Success in the Supreme Court in Edenred

01 Jul 2015

Edenred (Group UK) Limited v Her Majesty’s Treasury and others [2015] UKSC 45

The Supreme Court has today handed down judgment in the public procurement case of Edenred (Group UK) Limited v Her Majesty’s Treasury and others upholding the decision of Andrews J and the Court of Appeal’s decision, which had each also held in favour of the Government (read the first instance decision here and the court of Appeal decision).

This was an appeal in the expedited Edenred proceedings on whether the way in which the Government’s flagship policy of Tax-Free Childcare (TFC) is to be delivered is lawful under domestic and EU public procurement legislation. It is the first case on the question of what constitutes a “material variation” of a public contract to reach the UK Supreme Court. It is also the first UK case to be decided under the new Public Contracts Regulations 2015 (SI 2015/102) (PCR 2015).

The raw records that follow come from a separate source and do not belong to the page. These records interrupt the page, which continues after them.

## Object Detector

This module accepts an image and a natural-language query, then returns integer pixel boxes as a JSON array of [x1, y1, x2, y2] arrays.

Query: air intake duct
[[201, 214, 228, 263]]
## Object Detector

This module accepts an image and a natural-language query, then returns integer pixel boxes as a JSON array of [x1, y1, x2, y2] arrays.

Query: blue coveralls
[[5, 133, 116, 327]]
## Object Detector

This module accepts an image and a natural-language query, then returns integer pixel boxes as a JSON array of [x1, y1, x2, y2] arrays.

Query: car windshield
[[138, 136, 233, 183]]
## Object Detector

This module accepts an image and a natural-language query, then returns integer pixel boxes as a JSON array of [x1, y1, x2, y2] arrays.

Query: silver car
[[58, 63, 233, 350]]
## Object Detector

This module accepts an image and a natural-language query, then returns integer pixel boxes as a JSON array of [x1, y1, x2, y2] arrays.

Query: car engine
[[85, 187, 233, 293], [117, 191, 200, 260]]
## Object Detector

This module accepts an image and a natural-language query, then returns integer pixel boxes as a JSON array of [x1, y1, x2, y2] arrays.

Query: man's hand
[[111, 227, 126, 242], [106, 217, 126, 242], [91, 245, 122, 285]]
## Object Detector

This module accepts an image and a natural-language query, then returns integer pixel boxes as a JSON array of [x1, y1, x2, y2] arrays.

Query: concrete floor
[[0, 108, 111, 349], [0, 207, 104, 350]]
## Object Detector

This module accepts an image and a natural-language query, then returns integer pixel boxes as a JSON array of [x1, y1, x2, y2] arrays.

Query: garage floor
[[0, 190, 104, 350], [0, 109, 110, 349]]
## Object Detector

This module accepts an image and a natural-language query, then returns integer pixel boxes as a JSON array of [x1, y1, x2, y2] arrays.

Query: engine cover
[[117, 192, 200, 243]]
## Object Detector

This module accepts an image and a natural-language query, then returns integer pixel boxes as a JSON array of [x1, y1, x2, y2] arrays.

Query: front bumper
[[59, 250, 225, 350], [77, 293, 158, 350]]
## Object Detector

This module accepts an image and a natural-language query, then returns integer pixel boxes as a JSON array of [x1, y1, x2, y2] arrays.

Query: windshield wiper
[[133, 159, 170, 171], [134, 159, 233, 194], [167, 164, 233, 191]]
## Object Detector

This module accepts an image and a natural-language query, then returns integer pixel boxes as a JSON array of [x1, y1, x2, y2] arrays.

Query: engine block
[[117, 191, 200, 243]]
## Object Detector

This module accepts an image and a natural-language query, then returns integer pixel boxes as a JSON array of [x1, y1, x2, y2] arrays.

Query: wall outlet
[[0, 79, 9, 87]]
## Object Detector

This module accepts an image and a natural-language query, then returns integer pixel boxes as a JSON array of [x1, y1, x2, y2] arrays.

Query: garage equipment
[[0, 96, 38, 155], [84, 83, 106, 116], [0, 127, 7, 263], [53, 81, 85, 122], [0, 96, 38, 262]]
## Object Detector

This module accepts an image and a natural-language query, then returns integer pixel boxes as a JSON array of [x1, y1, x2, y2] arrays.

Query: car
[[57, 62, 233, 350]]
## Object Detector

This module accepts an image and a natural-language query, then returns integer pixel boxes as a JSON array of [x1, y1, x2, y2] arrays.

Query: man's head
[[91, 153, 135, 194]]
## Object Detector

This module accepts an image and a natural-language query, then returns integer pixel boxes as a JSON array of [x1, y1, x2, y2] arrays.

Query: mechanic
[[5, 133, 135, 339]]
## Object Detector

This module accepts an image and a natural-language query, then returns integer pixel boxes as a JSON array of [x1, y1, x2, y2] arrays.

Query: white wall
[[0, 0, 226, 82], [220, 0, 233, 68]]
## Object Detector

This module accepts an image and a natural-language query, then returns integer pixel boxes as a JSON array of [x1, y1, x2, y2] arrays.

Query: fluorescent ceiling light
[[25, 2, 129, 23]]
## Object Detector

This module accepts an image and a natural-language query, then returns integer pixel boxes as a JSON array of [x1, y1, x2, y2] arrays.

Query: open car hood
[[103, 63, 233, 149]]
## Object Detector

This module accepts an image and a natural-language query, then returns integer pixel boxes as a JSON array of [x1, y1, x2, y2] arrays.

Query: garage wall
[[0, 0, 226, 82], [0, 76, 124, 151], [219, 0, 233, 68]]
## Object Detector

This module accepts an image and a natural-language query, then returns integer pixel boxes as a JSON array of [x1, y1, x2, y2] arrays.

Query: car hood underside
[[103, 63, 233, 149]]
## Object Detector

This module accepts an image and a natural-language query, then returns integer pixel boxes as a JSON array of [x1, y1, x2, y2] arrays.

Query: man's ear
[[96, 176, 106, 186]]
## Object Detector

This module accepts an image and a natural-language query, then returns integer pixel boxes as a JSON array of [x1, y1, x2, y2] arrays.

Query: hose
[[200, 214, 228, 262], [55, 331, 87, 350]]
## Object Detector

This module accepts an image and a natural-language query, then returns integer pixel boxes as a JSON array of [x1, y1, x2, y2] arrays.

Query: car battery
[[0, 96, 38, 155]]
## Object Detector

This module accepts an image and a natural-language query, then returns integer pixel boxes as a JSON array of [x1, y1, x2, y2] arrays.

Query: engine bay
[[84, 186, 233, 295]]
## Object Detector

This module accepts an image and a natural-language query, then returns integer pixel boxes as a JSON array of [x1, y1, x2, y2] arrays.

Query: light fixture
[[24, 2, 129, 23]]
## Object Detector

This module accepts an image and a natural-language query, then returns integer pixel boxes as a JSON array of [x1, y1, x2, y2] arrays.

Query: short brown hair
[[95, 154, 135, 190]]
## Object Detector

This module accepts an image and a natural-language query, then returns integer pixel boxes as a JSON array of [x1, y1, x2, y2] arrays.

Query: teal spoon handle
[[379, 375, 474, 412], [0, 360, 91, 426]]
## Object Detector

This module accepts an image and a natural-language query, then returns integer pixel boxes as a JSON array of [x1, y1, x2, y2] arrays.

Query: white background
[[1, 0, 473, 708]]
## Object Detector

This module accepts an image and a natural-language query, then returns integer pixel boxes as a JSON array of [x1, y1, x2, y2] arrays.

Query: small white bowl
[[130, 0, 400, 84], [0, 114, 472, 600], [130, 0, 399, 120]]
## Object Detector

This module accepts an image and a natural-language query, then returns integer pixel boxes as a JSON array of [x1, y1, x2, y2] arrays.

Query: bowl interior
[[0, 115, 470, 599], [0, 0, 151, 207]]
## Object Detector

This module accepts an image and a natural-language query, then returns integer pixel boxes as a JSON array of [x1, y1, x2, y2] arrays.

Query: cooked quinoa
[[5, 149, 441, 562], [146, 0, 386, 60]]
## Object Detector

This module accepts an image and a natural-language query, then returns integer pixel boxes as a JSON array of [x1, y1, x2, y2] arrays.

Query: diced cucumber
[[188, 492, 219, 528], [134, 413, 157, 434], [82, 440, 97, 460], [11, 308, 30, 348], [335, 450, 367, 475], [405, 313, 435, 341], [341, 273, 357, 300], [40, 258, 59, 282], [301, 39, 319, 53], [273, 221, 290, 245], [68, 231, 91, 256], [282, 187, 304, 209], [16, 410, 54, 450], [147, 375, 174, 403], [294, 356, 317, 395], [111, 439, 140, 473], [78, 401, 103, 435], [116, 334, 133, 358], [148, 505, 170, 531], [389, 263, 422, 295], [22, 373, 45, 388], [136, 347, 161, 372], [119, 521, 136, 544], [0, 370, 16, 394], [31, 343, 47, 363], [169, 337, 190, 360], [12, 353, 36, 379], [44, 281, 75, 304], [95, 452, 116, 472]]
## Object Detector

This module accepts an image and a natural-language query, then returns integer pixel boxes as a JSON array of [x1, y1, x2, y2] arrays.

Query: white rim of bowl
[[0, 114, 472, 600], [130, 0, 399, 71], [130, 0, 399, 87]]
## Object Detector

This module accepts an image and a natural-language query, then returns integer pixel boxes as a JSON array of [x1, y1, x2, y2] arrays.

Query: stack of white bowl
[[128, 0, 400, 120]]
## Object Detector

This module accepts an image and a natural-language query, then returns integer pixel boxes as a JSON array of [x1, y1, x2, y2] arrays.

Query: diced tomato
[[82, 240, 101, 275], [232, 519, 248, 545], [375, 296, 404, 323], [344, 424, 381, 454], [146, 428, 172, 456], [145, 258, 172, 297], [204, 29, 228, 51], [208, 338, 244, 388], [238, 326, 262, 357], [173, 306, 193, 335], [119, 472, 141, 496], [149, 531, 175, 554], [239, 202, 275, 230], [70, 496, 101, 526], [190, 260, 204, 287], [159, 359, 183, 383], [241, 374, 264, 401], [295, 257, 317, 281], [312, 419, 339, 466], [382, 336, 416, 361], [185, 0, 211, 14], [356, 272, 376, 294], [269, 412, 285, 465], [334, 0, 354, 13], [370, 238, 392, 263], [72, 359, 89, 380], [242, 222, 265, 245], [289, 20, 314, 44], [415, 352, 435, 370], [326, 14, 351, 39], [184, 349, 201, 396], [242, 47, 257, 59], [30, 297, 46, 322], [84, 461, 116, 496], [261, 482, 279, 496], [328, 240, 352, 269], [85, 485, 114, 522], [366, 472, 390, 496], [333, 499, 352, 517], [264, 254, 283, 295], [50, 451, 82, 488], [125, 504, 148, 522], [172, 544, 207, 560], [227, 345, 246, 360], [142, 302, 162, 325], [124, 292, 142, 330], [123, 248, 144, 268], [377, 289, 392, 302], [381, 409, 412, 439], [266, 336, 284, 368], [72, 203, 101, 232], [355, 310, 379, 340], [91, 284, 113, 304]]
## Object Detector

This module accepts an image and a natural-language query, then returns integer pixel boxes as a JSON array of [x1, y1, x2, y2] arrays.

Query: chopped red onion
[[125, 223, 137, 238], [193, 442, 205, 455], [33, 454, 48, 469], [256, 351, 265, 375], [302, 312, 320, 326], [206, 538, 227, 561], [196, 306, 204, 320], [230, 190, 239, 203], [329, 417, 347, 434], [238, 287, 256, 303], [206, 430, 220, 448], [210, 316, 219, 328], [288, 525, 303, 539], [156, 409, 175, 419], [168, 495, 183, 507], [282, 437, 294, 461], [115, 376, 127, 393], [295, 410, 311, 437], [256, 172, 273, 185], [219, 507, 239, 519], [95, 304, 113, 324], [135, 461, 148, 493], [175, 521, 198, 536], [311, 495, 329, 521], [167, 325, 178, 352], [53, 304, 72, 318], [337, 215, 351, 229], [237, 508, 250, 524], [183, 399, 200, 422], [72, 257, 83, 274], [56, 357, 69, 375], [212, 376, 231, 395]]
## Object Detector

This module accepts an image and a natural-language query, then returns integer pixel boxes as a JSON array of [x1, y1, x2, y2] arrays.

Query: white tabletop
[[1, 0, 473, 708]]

The operational and back office functions of NS&I, an executive agency of the Chancellor, are carried out under an outsourcing contract, currently held by Atos. That contract was procured in April 2014 and was not itself under challenge. TFC is to be delivered NS&I working with HMRC pursuant to s.16 of the Childcare Payments Act 2014 (CPA). To be able to do this NS&I has to use its outsourcing contract, modified to add the TFC services. A challenge to the Government-internal memorandum of understanding (MoU) between HMRC and NS&I (whereby it was argued that that MoU was itself a public contract) had failed below and was not pursued on appeal to the Supreme Court. The Appellants’ appeal focussed principally on their argument that the amendments required to the Atos outsourcing contract would be an impermissible material variation, being contrary to the CJEU’s pressetext case law and Regulation 72 PCR 2015.

Lord Hodge, with whom Lord Neuberger, Lord Mance, Lord Sumption and Lord Carnwath concurred, held that the amendments required to the outsourcing contract with Atos to include the TFC work will not amount to a material variation of that public contract as the modifications to the contract that enable NS&I to provide the TFC services will not “considerably extend” the scope of that contract in terms of regulation 72(8) PCR 2015 Regulations so that they do not involve “substantial” modifications under Regulation 72(1)(e) PCR 2015.

The Court distinguished Commission v Germany (C-160/08) [2010] ECR I-3713, Commission v France (C-340/02) [2004] ECR I-9845 and Commission v Spain (C-423/07) [2010] ECR I-3429 and held that the prohibition against modifying a contract to encompass services not initially covered does not prevent the extension of the contracted services beyond the level of services provided at the time of the initial contract if the advertised initial contract and related procurement documents envisaged such expansion of services, committed the economic operator to undertake them and required it to have the resources to do so.

The Supreme Court therefore held there was no breach of the Public Contracts Regulations or Article 56 TFEU.

The Court also inclined to the view that the amendments were further justified pursuant to “clear, precise and unequivocal” review clauses within the meaning of Regulation 72(1)(a) PCR 2015, but that the point was not acte clair. However, in view of the finding on Regulations 72(1)(e) and (8) (above) it was not necessary to decide the point and no reference to the CJEU was required.

An alternative argument that a separate public contract had been created between HMRC and NS&I by reason of s. 16 CPA was also dismissed by the Court.


Philip Moser QC, Ewan West and Anneliese Blackwood appeared on behalf of Her Majesty’s Treasury, Her Majesty’s Revenue and Customs and NS&I, instructed by the Government Legal Department.